Interroger la justice elle-même
David Koubbi a cassé l’image que la banque voulait donner d’elle-même dans ce dossier. Et il est allé plus loin. Il a, avec une opiniâtreté qui est tout à son honneur, interrogé la justice sur son fonctionnement. Et quelles découvertes a-t-il faites! Il a mis à jour le rapport rédigé par un assistant spécialisé du parquet financier de Paris qui recommandait que le ministère du budget examine à nouveau la déductibilité des deux milliards d’euros accordés à la Société générale si, écrivait-il, «l’enquête venait à révéler la défaillance des contrôles internes de la société qui serait à l’origine, directe ou indirecte, de détournement. Une communication à l’administration fiscale apparaît nécessaire.» La balle est dans le camp des politiques. Qu’ils ne nous déçoivent pas! Ce rapport est étrangement absent de la procédure? David Koubbi l’a rendu public. Nous avons en effet droit, nous autres citoyens, à ce que les données de cette affaire d’État, dans laquelle de l’argent public est en cause, soient portées à notre connaissance.
Grâce encore à l’obstination de David Koubbi, il y aura le témoignage de la commandante de police Nathalie le Roy. Il obtient la déposition de cet officier de police judiciaire devant le doyen des juges d’instruction du pôle financier de Paris. Elle explique avoir été instrumentalisée par la Société Générale. C’est la banque, et elle seule, qui lui envoyait les témoins à auditionner. Ceux-là qui répétaient la leçon bien apprise de la Société Générale. Écrasée par le pouvoir d’une telle partie civile, cette remarquable policière a, avec humilité, dit qu’elle n’a jamais demandé à pouvoir entendre telle ou telle personne. Cette honnêteté lui vaudra peut-être sa carrière. Elle lui vaut mon respect.

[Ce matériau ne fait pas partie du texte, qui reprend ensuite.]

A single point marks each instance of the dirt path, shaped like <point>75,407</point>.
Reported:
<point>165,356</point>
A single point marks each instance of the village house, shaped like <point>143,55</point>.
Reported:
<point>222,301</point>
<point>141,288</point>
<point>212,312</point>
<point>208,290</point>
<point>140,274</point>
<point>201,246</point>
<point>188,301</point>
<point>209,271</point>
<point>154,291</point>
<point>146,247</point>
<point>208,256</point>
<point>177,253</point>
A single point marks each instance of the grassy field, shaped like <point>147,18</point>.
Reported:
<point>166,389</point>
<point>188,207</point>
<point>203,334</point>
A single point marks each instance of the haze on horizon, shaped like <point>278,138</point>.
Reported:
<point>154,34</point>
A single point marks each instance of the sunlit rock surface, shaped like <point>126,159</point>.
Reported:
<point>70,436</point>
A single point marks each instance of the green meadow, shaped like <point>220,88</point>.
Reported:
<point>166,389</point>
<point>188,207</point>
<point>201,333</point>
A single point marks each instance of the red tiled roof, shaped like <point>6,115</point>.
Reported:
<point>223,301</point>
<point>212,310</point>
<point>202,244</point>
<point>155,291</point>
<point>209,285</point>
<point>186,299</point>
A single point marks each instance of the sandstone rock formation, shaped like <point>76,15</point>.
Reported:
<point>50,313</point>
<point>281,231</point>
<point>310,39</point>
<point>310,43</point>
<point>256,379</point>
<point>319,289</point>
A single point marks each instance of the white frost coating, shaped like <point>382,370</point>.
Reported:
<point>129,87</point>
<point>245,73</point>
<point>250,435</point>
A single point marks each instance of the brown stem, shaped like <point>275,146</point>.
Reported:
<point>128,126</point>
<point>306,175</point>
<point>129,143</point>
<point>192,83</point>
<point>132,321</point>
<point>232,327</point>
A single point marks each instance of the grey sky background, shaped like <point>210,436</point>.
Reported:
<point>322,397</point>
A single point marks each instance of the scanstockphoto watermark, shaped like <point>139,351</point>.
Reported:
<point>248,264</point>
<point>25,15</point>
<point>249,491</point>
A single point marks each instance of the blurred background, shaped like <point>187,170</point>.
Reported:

On apprend encore, de la bouche de la magistrate du parquet de Paris en charge de l’affaire, que la Société Générale a menti aux juges, que des magistrats se seraient même associés à ses mensonges et, qu’un réquisitoire, acte capital de l’accusation, aurait été rédigé par les avocats de la partie civile.

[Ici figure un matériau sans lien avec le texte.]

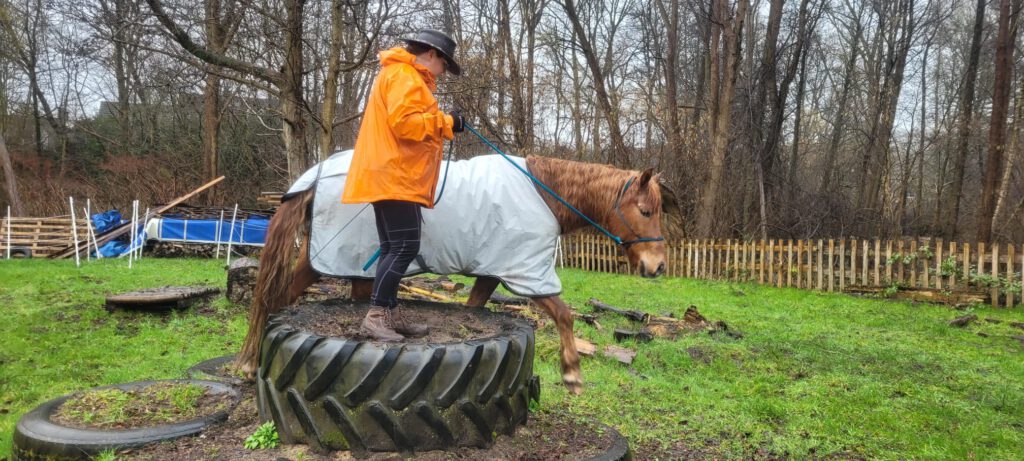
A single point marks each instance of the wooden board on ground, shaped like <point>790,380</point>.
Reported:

La libre parole de l'avocat en démocratie
Et je lis qu’il est reproché par les avocats de la Société Générale à David Koubbi d’avoir rendu publiques toutes ces informations, tant devant les juges qu’auprès des médias. Mais enfin, David Koubbi a eu raison, mille fois raison. Ce qui s’est passé est absolument incompatible avec la démocratie. Aucun d’entre nous ne peut admettre qu’une partie, aussi puissante soit-elle, puisse impressionner à ce point un officier de police judiciaire et des magistrats qu’un justiciable devrait être broyé par la machine judiciaire parce que le rapport de force lui est trop défavorable. Dans une démocratie, la parole de l’avocat est libre et les audiences sont publiques. C’est au nom du peuple français que les juges remplissent leur office. C’est à lui seul qu’ils doivent rendre des comptes. Une presse libre doit aux citoyens une information juste et équilibrée. Elle l’a été.
Je vois que de hauts magistrats courageux et honnêtes, Yves Charpenel, Georges Fenech, Hélène Franco et Jean de Maillard, ont publié un article sous le titre «Pour l’honneur de la justice, il faut rejuger Jérôme Kerviel». Ils ont raison.
Mais c’est d’abord à David Koubbi, et à Jerôme Kerviel qui lui a fait confiance, que je veux rendre hommage, lui qui a été avocat, jusqu’au bout, pleinement, intégralement et parfaitement. Je suis fier que mon Barreau compte, en son sein, des avocats de cette trempe.